È nel secondo capitolo che l’autrice presenta i testi falsi, deboli o corrotti dall’interpretazione che screditano le donne come credenti. Di fatti, «leggendo le opere di giurisprudenza e i commentari coranici non è raro trovare testi in cui le donne sono considerate inferiori all’uomo, anche se ciò contraddice il Corano» (p. 45). Deve essere chiaro un dato scritturistico: il Corano non dà alcuna precedenza alla creazione maschile su quella femminile (cf. p. 47). Tuttavia, in molti famosi commentari, Eva resta colei che è tratta da una costola storta, cioè curvata, che nessuno è in grado di raddrizzare per la sua caparbietà, e si sottolinea la sua inferiorità (ontologica, morale, intellettiva e spirituale) rispetto all’uomo. Spesso, attingendo da luoghi comuni e pregiudizi molto diffusi, «le donne sono descritte a tal punto lontano dalla fede che esse stesse sarebbero un ostacolo per l’adorazione di Dio, quasi non fossero parte della creazione, e la loro esistenza non fosse frutto della volontà divina» (p. 54). In realtà, il contributo delle donne nella storia dell’islam a partire dalla rivelazione smentisce molti hadîth, visto che la prima donna ad accogliere la rivelazione del Profeta fu proprio sua moglie. Molti hadîth sono in contraddizione con il Corano e con la stessa Sunna perché ledono la dignità delle donne. Ciò significa, concretamente, che pur riconoscendo un principio generale della parità di genere, ci sono tradizioni che alcuni hanno inventato, senza averne l’autorità, per degradare lo status intellettuale e sociale delle donne musulmane (cf. p. 74). Il Corano non vieta alle donne la possibilità di assumere ruoli di primo piano: «esse possono ricoprire le cariche di sovrane, giudici, imâm o muezzin […]. Sono poco valorizzate e scarsamente divulgate le storie di donne che sono salite sul pulpito e hanno tenuto il sermone del venerdì o hanno guidato la preghiera» (p. 77).

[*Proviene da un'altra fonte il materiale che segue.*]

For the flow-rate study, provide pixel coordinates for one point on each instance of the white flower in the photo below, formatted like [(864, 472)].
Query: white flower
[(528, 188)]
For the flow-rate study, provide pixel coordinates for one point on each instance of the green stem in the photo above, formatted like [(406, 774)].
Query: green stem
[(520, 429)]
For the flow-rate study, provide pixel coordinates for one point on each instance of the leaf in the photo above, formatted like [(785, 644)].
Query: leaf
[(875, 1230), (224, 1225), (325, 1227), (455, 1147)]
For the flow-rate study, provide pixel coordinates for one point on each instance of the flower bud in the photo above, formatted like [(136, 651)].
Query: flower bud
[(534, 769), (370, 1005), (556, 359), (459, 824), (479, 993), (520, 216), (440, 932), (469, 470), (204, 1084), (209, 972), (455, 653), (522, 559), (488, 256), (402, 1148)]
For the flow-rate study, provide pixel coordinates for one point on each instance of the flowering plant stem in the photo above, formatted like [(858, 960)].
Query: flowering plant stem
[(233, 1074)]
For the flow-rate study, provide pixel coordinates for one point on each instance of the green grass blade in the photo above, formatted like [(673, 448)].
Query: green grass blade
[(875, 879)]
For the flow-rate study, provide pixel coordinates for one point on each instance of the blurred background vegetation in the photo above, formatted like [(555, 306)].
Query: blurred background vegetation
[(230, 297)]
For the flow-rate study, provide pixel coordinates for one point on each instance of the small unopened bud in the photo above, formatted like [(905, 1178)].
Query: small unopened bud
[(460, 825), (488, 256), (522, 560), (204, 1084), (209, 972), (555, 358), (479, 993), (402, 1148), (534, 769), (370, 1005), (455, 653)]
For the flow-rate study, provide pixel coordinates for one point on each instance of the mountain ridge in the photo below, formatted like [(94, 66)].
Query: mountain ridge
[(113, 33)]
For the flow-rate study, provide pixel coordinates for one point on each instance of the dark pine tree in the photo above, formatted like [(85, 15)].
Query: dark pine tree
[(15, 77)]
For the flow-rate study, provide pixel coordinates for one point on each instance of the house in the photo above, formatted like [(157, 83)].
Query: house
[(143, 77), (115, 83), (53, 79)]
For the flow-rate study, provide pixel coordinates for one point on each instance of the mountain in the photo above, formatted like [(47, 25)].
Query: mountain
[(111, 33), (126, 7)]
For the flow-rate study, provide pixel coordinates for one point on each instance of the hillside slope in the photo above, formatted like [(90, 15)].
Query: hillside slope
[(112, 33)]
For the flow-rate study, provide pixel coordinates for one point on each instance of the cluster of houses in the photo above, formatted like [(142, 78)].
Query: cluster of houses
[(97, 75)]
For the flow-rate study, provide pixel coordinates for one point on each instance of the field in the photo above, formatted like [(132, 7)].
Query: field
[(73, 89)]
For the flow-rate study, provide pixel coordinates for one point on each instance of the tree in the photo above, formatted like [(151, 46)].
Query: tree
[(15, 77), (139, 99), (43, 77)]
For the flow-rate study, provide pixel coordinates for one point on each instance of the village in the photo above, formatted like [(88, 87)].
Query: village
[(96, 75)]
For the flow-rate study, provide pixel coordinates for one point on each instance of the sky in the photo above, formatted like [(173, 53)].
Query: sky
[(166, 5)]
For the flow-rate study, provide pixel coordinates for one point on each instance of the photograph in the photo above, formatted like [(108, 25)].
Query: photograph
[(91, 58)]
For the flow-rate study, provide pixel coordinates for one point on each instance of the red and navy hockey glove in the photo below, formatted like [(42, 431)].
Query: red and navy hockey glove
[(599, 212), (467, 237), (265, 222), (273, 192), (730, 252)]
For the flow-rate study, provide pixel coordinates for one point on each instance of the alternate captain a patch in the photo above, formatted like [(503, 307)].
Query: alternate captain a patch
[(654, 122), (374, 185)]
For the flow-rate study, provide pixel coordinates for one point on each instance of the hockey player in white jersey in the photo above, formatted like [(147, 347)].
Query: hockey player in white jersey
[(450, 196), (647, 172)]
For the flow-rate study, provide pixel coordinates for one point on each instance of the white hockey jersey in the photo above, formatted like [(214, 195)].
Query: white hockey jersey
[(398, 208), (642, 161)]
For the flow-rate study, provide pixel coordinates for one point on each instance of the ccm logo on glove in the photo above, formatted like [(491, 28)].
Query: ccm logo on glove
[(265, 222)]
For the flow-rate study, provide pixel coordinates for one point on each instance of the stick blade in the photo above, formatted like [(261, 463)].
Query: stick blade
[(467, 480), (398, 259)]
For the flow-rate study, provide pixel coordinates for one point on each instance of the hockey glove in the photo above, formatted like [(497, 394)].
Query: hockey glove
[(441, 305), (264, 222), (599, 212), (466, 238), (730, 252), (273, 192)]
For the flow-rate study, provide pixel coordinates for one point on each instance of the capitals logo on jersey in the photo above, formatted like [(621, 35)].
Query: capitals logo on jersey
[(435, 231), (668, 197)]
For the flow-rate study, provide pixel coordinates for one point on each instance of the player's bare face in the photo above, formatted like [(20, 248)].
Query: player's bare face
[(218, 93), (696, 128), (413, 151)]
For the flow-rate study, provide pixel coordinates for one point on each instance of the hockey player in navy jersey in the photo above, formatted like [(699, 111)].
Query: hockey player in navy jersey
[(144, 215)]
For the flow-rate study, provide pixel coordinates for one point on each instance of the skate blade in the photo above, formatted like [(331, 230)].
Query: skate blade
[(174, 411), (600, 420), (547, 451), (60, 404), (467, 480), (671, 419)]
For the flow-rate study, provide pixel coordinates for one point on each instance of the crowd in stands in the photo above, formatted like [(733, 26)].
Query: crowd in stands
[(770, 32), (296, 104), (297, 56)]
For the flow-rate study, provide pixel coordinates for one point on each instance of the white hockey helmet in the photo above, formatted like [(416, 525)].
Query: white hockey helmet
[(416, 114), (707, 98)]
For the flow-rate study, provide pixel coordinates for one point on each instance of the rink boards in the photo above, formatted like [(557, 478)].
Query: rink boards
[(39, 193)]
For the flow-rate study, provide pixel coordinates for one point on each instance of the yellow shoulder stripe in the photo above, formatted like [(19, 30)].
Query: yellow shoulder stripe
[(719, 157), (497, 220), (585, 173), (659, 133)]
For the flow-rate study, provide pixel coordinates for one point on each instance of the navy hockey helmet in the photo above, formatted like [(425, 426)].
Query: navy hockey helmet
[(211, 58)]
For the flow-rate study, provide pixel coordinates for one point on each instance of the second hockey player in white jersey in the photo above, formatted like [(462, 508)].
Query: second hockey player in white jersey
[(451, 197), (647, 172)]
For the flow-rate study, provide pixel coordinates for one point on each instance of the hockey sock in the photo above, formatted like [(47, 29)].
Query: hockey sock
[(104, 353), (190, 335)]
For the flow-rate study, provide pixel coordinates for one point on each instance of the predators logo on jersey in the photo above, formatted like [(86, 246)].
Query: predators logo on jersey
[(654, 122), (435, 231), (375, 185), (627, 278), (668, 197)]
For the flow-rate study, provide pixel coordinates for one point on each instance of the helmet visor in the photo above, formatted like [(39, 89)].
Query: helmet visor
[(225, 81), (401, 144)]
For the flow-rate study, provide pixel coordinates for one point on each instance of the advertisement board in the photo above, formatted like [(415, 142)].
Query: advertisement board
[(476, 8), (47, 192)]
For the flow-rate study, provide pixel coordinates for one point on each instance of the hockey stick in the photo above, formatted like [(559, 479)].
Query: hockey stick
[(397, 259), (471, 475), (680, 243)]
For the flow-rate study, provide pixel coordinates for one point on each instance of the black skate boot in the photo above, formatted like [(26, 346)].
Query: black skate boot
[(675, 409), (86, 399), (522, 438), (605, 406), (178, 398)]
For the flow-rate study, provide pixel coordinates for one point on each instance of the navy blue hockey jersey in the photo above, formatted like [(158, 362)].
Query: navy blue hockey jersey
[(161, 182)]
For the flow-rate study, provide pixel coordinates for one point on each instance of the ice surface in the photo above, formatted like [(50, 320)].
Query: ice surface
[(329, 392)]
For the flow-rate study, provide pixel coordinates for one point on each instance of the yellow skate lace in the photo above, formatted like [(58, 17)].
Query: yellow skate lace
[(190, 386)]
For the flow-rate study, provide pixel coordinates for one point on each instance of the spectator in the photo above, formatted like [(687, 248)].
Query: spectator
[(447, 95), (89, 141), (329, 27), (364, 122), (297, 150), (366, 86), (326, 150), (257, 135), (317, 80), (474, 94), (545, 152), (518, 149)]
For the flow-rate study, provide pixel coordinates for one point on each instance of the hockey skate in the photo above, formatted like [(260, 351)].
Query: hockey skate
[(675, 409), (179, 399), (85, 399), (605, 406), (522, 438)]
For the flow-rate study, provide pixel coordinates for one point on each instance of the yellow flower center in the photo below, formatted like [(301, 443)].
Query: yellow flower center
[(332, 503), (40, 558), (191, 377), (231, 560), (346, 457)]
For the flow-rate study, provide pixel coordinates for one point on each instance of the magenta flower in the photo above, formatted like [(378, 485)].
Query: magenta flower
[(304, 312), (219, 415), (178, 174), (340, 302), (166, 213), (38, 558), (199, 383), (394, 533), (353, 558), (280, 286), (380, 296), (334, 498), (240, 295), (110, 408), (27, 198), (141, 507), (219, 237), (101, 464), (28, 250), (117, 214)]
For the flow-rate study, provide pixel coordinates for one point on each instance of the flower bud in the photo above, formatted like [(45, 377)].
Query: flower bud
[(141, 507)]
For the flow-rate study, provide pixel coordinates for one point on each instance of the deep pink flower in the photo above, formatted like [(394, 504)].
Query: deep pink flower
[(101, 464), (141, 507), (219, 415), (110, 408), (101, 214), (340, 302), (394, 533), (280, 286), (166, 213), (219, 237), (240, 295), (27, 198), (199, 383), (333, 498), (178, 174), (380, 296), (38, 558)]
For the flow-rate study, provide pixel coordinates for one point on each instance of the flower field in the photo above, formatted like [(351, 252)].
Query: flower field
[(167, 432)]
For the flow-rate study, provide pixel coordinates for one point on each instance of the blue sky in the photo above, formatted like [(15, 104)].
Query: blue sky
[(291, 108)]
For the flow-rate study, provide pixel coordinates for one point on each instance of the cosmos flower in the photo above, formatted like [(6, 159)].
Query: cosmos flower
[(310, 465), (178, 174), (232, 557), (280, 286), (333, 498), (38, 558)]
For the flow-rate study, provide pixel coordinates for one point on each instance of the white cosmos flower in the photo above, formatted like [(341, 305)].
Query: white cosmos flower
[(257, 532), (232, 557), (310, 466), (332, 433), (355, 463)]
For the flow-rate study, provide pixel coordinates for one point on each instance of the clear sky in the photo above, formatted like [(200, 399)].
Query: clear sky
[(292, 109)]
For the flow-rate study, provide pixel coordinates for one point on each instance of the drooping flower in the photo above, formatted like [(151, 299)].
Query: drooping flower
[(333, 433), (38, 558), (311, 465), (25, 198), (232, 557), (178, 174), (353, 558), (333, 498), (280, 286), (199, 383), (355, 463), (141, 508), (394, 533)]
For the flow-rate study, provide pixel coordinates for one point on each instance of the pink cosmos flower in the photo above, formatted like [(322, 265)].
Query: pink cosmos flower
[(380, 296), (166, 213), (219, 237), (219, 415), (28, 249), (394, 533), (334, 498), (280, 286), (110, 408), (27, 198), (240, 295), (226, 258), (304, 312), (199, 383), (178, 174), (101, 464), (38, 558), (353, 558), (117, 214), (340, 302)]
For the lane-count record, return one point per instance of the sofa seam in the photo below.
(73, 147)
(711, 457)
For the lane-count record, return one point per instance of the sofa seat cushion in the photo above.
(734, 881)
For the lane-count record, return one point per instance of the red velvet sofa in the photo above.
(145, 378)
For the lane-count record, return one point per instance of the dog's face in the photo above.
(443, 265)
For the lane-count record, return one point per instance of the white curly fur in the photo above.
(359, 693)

La divisione dei compiti – in casa per le donne e fuori per gli uomini – non è islamica, ma deriva dal modello di società patriarcale ancora in atto (cf. p. 83). Ci sono poi affermazioni aberranti circa l’educazione delle donne che sono in evidente contrasto con il Corano e che non possono essere considerate come parte della tradizione che risale al Profeta: «Lasciate le donne affamate e senza begli abiti, senza eccedere» (p. 95). Molto è da rivedere criticamente anche nel rapporto tra moglie e marito sia sul piano giuridico sia in ambito comportamentale, visto che anche per il grande sapiente Al-Ghazâlî la moglie è equiparabile a una malattia, a un disturbo, a un inconveniente da gestire, in quanto indispensabile alla riproduzione della specie e al benessere maschile (cf. p. 106). Sono proprio gli autori del calibro di Al-Ghazâlî, attraverso una lettura fuorviante di alcuni falsi hadîth, ad aver favorito la misoginia nei confronti delle donne musulmane e la piena e totale sottomissione ai mariti. La stessa violenza fisica sulle donne non può essere assolutamente giustificata dal Corano visto che l’islam proibisce ogni forma di oppressione e ingiustizia verso i singoli e verso popoli e gruppi sociali (cf. p. 117). Il Corano, poi, mette in guardia contro l’uso di dichiarazioni pregiudizievoli da parte di un marito contro la moglie; anche nel caso di divorzio è proibito qualsiasi tipo di danneggiamento delle donne (cf. p. 119). Tuttavia, l’autrice si chiede: «Ma se i testi sono chiari e la giurisprudenza più autorevole è ad essi coerente, dove si appoggiano le interpretazioni sessiste della religione, molto diffuse, che giustificano comportamenti vessatori e violenti dei mariti?» (p. 121).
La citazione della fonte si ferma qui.